S.C. : Il n’y a donc pas une ambiance de fin de règne à Damas ?

Cette atmosphère de fin de règne présentée par la presse internationale est totalement fausse. J’ai le sentiment que notre gouvernement est très solide. Il n’y pas du tout ce vent de panique qui est décrit à l’extérieur. Tout fonctionne bien ici. On entend des explosions et des accrochages mais cela ne nous inquiète pas outre mesure. Nous sommes confiants. Nous savons que l’armée a les moyens de garder la situation sous contrôle. Nous savons que jusqu’ici seule une petite partie de l’armée est intervenue ; qu’elle est prête à repousser les agressions. On le perçoit nettement. Les gens sont très choqués et attristés par l’attentat qui a tué trois dirigeants de l’armée. Ils sont de plus en plus nombreux à soutenir le gouvernement et l’armée. Je ne dis pas que cette guérilla urbaine pratiquée par des rebelles, lourdement armés et encadrés par des forces étrangères, n’est pas inquiétante. Mais je pense que l’armée syrienne a la capacité de la contenir.

S.C. : Les télévisions montrent depuis mercredi des hommes en liesse. Nous venons d’entendre sur radio France culture un Syrien vivant à Paris dire que dans toutes les villes l’arrivée de l’ASL est accueillie chaleureusement par la population. N’êtes-vous pas dans une sorte de déni de la réalité ?

Ce sont des images diffusées par l’opposition, des mises en scène. Personne ne leur fait la fête. Je crois que la majorité des Syriens sont horrifiés par leurs actions violentes et qu’ils les haïssent de plus en plus.

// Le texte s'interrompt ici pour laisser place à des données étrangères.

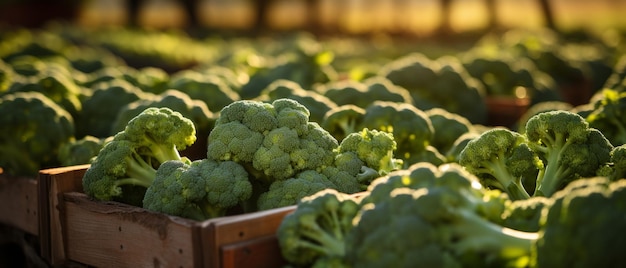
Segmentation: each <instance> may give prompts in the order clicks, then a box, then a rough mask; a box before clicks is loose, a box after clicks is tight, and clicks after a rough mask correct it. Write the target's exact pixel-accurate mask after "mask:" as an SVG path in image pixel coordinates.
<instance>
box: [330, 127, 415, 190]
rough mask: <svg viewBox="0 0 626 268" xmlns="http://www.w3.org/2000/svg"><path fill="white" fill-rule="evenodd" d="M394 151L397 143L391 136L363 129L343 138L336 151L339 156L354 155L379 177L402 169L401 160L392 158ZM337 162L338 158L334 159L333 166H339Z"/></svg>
mask: <svg viewBox="0 0 626 268" xmlns="http://www.w3.org/2000/svg"><path fill="white" fill-rule="evenodd" d="M396 149H397V143H396V141H395V140H394V137H393V134H391V133H388V132H384V131H379V130H376V129H368V128H364V129H363V130H361V131H360V132H354V133H351V134H349V135H348V136H347V137H346V138H344V139H343V140H342V141H341V143H340V144H339V147H337V149H336V151H337V153H338V154H339V155H341V154H343V153H349V152H352V153H355V154H356V156H357V157H358V158H359V159H360V160H362V161H363V162H364V164H365V166H367V167H369V168H371V169H373V170H375V171H377V173H378V174H379V175H380V176H384V175H387V173H389V172H391V171H393V170H396V169H400V168H402V165H403V163H402V160H400V159H396V158H395V157H394V152H395V150H396ZM338 160H339V161H341V157H340V156H338V158H337V159H335V165H337V164H339V165H338V166H341V163H337V161H338ZM366 184H369V182H368V183H366Z"/></svg>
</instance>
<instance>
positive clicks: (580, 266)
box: [532, 177, 626, 268]
mask: <svg viewBox="0 0 626 268" xmlns="http://www.w3.org/2000/svg"><path fill="white" fill-rule="evenodd" d="M551 199H552V201H551V202H552V204H551V205H550V206H549V207H546V208H544V210H543V214H544V216H543V217H542V218H541V222H540V224H541V226H542V227H541V229H540V231H539V234H540V236H539V240H538V241H536V243H535V248H534V249H533V258H532V259H533V260H534V262H535V263H534V267H538V268H541V267H557V266H558V267H623V266H625V265H626V261H625V259H624V258H623V254H622V253H623V252H622V251H621V250H620V249H623V248H624V247H625V246H626V237H625V236H624V234H623V232H613V231H611V230H623V229H624V228H625V227H626V220H625V219H624V212H625V211H624V206H623V204H624V202H625V200H626V181H624V180H619V181H615V182H611V181H610V180H609V179H607V178H605V177H592V178H585V179H580V180H576V181H573V182H571V183H570V184H568V185H567V186H566V187H565V188H564V189H563V190H561V191H559V192H557V193H555V194H554V195H553V196H552V197H551ZM555 249H558V250H555Z"/></svg>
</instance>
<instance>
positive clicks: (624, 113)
mask: <svg viewBox="0 0 626 268" xmlns="http://www.w3.org/2000/svg"><path fill="white" fill-rule="evenodd" d="M600 94H601V95H600V96H601V97H600V98H599V99H598V100H596V101H595V102H594V103H593V110H592V111H591V113H590V114H589V115H587V117H586V118H585V119H586V120H587V122H589V125H590V126H591V127H593V128H597V129H598V130H600V131H602V134H604V135H605V137H606V138H607V139H608V140H609V141H611V144H613V145H614V146H619V145H622V144H626V119H625V118H626V114H625V112H624V111H625V110H626V92H624V91H618V90H616V89H611V88H606V89H604V90H602V92H601V93H600Z"/></svg>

S.C. : Un homme, quittant le quartier de Midane et à qui la journaliste Valérie Crova a demandé « Damas va tomber ? »a répondu « Damas est déjà tombée ». C’est une autre vision !

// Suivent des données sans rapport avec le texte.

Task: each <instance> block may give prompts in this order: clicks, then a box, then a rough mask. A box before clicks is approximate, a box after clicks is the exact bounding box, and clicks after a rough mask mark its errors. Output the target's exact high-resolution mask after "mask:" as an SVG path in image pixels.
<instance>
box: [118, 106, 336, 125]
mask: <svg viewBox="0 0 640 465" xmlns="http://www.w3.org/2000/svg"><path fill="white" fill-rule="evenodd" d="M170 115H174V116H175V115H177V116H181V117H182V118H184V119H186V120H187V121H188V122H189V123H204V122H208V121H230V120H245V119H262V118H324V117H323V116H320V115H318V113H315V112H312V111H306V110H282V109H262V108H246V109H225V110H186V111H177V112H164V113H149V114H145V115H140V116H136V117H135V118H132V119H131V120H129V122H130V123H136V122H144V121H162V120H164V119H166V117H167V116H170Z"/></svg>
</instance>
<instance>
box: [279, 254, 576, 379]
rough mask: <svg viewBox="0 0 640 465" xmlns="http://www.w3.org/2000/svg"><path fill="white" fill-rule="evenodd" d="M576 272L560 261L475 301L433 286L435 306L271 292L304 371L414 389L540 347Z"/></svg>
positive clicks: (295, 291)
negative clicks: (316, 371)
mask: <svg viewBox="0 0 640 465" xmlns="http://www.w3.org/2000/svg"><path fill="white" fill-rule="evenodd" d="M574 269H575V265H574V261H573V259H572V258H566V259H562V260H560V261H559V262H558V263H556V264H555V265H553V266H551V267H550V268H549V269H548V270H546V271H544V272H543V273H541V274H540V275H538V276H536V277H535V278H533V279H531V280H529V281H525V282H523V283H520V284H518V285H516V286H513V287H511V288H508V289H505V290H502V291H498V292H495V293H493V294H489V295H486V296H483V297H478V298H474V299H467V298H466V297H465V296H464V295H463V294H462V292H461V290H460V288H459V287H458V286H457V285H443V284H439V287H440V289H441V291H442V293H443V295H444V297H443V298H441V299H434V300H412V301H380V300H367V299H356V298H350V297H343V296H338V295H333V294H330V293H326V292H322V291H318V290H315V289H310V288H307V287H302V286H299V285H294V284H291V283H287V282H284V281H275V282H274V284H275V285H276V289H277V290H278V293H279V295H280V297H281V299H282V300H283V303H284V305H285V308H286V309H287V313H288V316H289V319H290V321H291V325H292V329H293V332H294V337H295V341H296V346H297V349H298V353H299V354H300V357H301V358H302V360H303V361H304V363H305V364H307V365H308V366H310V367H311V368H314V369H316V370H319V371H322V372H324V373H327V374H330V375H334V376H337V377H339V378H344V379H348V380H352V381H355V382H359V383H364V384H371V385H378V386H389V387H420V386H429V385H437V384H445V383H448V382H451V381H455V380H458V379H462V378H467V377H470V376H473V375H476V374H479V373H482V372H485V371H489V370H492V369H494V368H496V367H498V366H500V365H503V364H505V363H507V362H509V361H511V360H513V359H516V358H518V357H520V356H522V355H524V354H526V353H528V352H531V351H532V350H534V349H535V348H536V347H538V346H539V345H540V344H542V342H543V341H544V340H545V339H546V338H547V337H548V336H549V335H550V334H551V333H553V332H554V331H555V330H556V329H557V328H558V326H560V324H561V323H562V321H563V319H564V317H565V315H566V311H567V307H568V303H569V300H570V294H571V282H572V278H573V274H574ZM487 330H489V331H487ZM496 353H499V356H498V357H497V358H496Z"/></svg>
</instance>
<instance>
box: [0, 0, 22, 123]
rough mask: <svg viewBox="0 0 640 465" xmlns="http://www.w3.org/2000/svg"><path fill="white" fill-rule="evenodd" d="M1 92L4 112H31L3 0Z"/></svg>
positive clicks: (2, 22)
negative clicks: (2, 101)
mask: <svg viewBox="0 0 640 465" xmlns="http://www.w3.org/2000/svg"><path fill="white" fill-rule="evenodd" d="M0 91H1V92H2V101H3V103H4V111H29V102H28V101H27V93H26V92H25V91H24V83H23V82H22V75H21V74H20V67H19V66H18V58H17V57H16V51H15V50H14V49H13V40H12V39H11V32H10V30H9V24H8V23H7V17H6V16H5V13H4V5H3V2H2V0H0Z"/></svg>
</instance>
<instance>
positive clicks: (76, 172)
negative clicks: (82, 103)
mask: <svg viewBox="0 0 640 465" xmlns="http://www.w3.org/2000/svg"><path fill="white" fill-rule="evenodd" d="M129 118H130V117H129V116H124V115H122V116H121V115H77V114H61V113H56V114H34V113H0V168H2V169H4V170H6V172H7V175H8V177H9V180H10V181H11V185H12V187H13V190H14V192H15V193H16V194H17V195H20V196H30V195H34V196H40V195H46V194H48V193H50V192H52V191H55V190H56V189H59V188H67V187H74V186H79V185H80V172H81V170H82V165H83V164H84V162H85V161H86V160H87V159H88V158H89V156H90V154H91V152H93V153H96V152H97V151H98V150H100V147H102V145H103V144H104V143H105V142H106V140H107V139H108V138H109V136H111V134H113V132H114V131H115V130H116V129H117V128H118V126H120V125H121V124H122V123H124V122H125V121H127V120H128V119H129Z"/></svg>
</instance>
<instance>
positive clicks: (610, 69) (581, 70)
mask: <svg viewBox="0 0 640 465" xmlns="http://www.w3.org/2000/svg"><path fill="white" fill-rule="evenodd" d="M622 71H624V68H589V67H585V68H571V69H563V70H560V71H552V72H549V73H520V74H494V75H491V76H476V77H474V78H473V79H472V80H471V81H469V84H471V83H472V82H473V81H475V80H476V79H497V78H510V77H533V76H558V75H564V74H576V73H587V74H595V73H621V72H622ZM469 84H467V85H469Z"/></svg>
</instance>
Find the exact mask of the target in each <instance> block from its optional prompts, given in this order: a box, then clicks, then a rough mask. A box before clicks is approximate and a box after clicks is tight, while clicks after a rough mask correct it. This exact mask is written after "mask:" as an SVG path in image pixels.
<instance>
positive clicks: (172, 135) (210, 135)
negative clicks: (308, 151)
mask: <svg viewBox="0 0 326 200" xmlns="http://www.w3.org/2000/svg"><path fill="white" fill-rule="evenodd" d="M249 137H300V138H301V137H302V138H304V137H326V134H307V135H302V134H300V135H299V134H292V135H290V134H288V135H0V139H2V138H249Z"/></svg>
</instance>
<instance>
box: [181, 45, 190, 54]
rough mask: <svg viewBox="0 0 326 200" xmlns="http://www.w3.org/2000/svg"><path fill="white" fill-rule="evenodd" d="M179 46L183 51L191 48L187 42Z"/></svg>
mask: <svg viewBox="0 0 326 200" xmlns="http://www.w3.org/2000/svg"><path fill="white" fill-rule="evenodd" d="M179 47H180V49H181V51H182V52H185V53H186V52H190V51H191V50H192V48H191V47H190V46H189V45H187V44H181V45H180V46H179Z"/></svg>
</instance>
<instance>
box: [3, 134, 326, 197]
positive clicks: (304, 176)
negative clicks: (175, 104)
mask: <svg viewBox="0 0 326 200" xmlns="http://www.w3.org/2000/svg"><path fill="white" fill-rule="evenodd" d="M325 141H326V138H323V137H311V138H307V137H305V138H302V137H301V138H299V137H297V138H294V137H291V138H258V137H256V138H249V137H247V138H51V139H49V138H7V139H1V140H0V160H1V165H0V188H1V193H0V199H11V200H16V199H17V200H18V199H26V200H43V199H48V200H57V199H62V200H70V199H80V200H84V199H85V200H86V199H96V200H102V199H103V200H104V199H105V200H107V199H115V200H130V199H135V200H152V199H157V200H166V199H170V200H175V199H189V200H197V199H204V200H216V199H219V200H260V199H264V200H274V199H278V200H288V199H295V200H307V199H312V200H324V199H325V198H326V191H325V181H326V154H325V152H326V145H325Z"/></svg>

ll y a des gens en Syrie qui suivent les informations uniquement sur Aljazeera ; ils croient tout ce que cette chaine qui soutien la rébellion dit : donc ils croient que Damas est déjà tombée. De mon point de vue, ce n’est pas du tout le cas. Je vous parle de ce que je perçois depuis le quartier de Mezze où j’habite. Il n’y a rien qui ressemble à ce qui est décrit à l’extérieur ; tout est très calme.